Animales e inteligencia
La vieira enfoca la luz con espejos de guanina y ajusta su pupila entre sensibilidad y detalle
“La geometría importa. Las placas de una capa se alinean con las de las capas vecinas, y el espesor del conjunto está ajustado para reflejar con eficacia las longitudes de onda azul-verdosas que penetran en el hábitat. El mosaico reduce aberraciones que aparecerían si el reflector fuera una superficie biológica irregular. La organización nanométrica termina controlando una imagen a escala del ojo completo.”

Ejemplar de Pecten maximus, especie de vieira estudiada por la estructura reflectora de sus ojos y su respuesta pupilar.
En el borde del manto de una vieira aparecen decenas o incluso cientos de pequeños puntos azulados. Cada uno es un ojo. La multiplicación ya resulta extraña, pero su óptica lo es más: la luz no se concentra principalmente mediante una lente convexa como en nuestro ojo. Viaja hasta el fondo de una cavidad y allí rebota en un espejo cóncavo.
Ese espejo no es una placa continua. Está construido con entre veinte y treinta capas de cristales de guanina separados por citoplasma. La guanina es conocida como componente de los ácidos nucleicos, pero en muchos animales también forma superficies reflectantes. En la vieira, los cristales adoptan placas casi cuadradas y se ordenan como teselas.
La geometría importa. Las placas de una capa se alinean con las de las capas vecinas, y el espesor del conjunto está ajustado para reflejar con eficacia las longitudes de onda azul-verdosas que penetran en el hábitat. El mosaico reduce aberraciones que aparecerían si el reflector fuera una superficie biológica irregular. La organización nanométrica termina controlando una imagen a escala del ojo completo.
El espejo está inclinado respecto al eje de entrada.
Por eso forma imágenes sobre una retina doble. Los modelos ópticos indican que la retina distal recibe mejor el campo central, mientras la proximal recoge una imagen más periférica y desenfocada. No significa que conozcamos con precisión cómo integra el sistema nervioso ambas señales, pero sí que un solo reflector distribuye información hacia dos superficies receptoras.

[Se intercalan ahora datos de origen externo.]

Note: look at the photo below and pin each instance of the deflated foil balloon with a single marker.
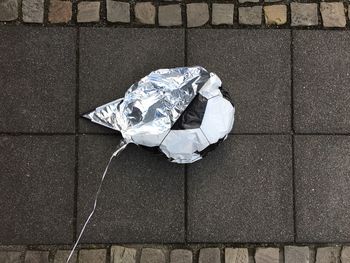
(183, 112)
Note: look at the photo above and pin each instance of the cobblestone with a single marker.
(118, 11)
(236, 255)
(60, 11)
(197, 14)
(170, 15)
(145, 13)
(222, 14)
(151, 255)
(304, 14)
(8, 10)
(209, 255)
(333, 14)
(250, 15)
(33, 11)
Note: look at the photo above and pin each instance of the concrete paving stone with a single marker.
(142, 196)
(242, 193)
(304, 14)
(209, 255)
(112, 59)
(170, 15)
(248, 63)
(236, 255)
(11, 257)
(328, 255)
(61, 256)
(123, 255)
(33, 11)
(321, 82)
(267, 255)
(36, 257)
(60, 11)
(197, 14)
(181, 256)
(88, 12)
(8, 10)
(296, 254)
(151, 255)
(118, 11)
(37, 179)
(250, 15)
(92, 255)
(275, 14)
(36, 97)
(322, 177)
(222, 14)
(145, 13)
(333, 14)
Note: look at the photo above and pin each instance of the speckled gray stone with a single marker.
(197, 14)
(33, 11)
(8, 10)
(250, 15)
(304, 14)
(118, 11)
(322, 182)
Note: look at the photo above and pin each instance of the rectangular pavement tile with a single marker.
(321, 81)
(37, 79)
(254, 66)
(243, 192)
(37, 196)
(112, 59)
(322, 165)
(142, 198)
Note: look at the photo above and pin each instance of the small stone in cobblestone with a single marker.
(118, 11)
(36, 257)
(267, 255)
(60, 11)
(209, 255)
(275, 14)
(8, 10)
(145, 13)
(294, 254)
(170, 15)
(222, 14)
(122, 255)
(304, 14)
(333, 14)
(197, 14)
(92, 256)
(181, 256)
(236, 255)
(10, 257)
(328, 255)
(151, 255)
(33, 11)
(61, 256)
(88, 12)
(250, 15)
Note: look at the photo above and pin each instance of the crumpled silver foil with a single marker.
(151, 106)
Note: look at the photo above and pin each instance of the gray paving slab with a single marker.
(322, 165)
(37, 189)
(112, 59)
(37, 79)
(242, 192)
(142, 199)
(321, 81)
(254, 66)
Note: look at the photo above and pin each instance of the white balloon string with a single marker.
(120, 148)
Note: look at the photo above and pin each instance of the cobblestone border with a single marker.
(172, 254)
(226, 14)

El ojo tampoco mantiene siempre la misma abertura. Experimentos con la vieira de bahía y la vieira atlántica mostraron una respuesta pupilar provocada por la luz. Tras varios minutos de iluminación, el área de la pupila se redujo hasta aproximadamente el sesenta por ciento del área completamente dilatada. Fibras radiales y circulares de actina junto a la córnea son candidatas a producir esos movimientos.
Cerrar la pupila no mejora todos los aspectos a la vez. El trazado de rayos estimó que una pupila dilatada puede ofrecer aproximadamente tres veces más sensibilidad y la mitad de resolución espacial en una retina, y cinco veces más sensibilidad con cerca de un tercio de la resolución en la otra, frente a la pupila contraída. Abrir capta más luz; cerrar sacrifica fotones para separar mejor los detalles.
La comparación con un telescopio segmentado es útil si se mantiene limitada. Ambos controlan pequeñas superficies reflectantes para aproximar un espejo grande, pero la vieira lo hace con cristales producidos por células vivas, dentro de un ojo de alrededor de un milímetro y sometido al agua. No es una copia de ingeniería, sino otra solución al mismo problema físico: reunir luz y enviarla a detectores.
La pieza completa combina escalas. La forma molecular de la guanina permite placas reflectantes; el apilamiento produce un espejo; la curvatura y la inclinación generan imágenes; y la pupila modifica el compromiso entre sensibilidad y detalle. Ver, en este animal, es ajustar una arquitectura de cristales.